Ashley Allemang scite author profile

In May 2017, the Health and Environmental Sciences Institute's Genetic Toxicology Technical Committee hosted a workshop to discuss whether mode of action (MOA) investigation is enhanced through the application of the adverse outcome pathway (AOP) framework. As AOPs are a relatively new approach in genetic toxicology, this report describes how AOPs could be harnessed to advance MOA analysis of genotoxicity pathways using five example case studies. Each of these genetic toxicology AOPs proposed for further development includes the relevant molecular initiating events, key events, and adverse outcomes (AOs), identification and/or further development of the appropriate assays to link an agent to these events, and discussion regarding the biological plausibility of the proposed AOP. A key difference between these proposed genetic toxicology AOPs versus traditional AOPs is that the AO is a genetic toxicology endpoint of potential significance in risk characterization, in contrast to an adverse state of an organism or a population.

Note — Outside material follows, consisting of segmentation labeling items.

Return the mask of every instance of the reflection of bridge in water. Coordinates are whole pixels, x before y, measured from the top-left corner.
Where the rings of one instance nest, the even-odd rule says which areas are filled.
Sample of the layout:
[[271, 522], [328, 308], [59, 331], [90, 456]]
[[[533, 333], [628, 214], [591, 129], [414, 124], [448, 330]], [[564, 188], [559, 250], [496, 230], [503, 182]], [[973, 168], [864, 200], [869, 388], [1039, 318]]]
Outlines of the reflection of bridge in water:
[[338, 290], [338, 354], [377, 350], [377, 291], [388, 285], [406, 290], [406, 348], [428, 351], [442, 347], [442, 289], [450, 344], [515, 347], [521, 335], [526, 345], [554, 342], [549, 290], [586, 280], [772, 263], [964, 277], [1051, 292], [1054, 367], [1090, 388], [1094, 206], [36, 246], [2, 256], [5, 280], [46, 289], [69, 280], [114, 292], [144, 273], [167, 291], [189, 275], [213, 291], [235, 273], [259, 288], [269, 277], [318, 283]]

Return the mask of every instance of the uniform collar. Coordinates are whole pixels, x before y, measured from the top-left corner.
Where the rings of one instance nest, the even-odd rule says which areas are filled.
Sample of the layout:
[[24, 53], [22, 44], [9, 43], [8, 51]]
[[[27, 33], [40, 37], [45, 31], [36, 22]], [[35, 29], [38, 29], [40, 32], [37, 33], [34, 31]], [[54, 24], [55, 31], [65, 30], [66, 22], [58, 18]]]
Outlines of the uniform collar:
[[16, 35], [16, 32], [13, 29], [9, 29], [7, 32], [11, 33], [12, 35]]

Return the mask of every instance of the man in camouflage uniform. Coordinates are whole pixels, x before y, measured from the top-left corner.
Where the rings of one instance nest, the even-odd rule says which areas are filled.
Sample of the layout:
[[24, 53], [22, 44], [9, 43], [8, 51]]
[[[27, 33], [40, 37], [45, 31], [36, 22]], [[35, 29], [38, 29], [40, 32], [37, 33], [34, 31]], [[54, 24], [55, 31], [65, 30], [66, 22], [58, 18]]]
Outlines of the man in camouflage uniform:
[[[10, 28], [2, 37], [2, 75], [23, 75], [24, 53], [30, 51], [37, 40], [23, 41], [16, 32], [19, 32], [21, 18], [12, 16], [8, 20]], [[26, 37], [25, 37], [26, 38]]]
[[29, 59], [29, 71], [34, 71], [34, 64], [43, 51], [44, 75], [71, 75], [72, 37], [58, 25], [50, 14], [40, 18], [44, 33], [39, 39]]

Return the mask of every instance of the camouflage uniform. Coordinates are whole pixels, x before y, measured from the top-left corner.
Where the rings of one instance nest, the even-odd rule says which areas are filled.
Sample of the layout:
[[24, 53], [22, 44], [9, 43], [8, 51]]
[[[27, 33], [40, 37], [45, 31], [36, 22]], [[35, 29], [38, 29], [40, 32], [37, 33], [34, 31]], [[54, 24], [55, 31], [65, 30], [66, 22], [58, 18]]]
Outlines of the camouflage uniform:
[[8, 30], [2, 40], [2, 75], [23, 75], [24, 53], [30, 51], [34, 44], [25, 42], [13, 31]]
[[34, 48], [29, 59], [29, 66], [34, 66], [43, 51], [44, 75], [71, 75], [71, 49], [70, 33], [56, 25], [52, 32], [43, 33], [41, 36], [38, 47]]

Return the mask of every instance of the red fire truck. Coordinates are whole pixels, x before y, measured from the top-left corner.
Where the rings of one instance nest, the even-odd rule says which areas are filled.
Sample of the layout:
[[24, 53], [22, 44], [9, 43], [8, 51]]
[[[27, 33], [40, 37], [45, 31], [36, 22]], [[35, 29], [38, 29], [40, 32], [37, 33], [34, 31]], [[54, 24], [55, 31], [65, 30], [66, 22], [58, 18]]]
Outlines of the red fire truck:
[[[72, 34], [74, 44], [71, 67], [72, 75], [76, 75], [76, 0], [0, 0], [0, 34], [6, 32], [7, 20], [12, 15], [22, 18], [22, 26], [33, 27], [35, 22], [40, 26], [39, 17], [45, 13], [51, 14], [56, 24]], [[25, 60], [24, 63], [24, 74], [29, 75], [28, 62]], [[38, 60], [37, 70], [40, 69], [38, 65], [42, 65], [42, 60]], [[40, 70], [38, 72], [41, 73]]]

The first two detailed case studies describe provisional AOPs for aurora kinase inhibition and tubulin binding, leading to the common AO of aneuploidy. The remaining three case studies highlight provisional AOPs that lead to chromosome breakage or mutation via indirect DNA interaction (inhibition of topoisomerase II, production of cellular reactive oxygen species, and inhibition of DNA synthesis). These case studies serve as starting points for genotoxicity AOPs that could ultimately be published and utilized by the broader toxicology community and illustrate the practical considerations and evidence required to formalize such AOPs so that they may be applied to genetic toxicity evaluation schemes. Environ. Mol. Mutagen. 61:114–134, 2020. © 2019 Wiley Periodicals, Inc.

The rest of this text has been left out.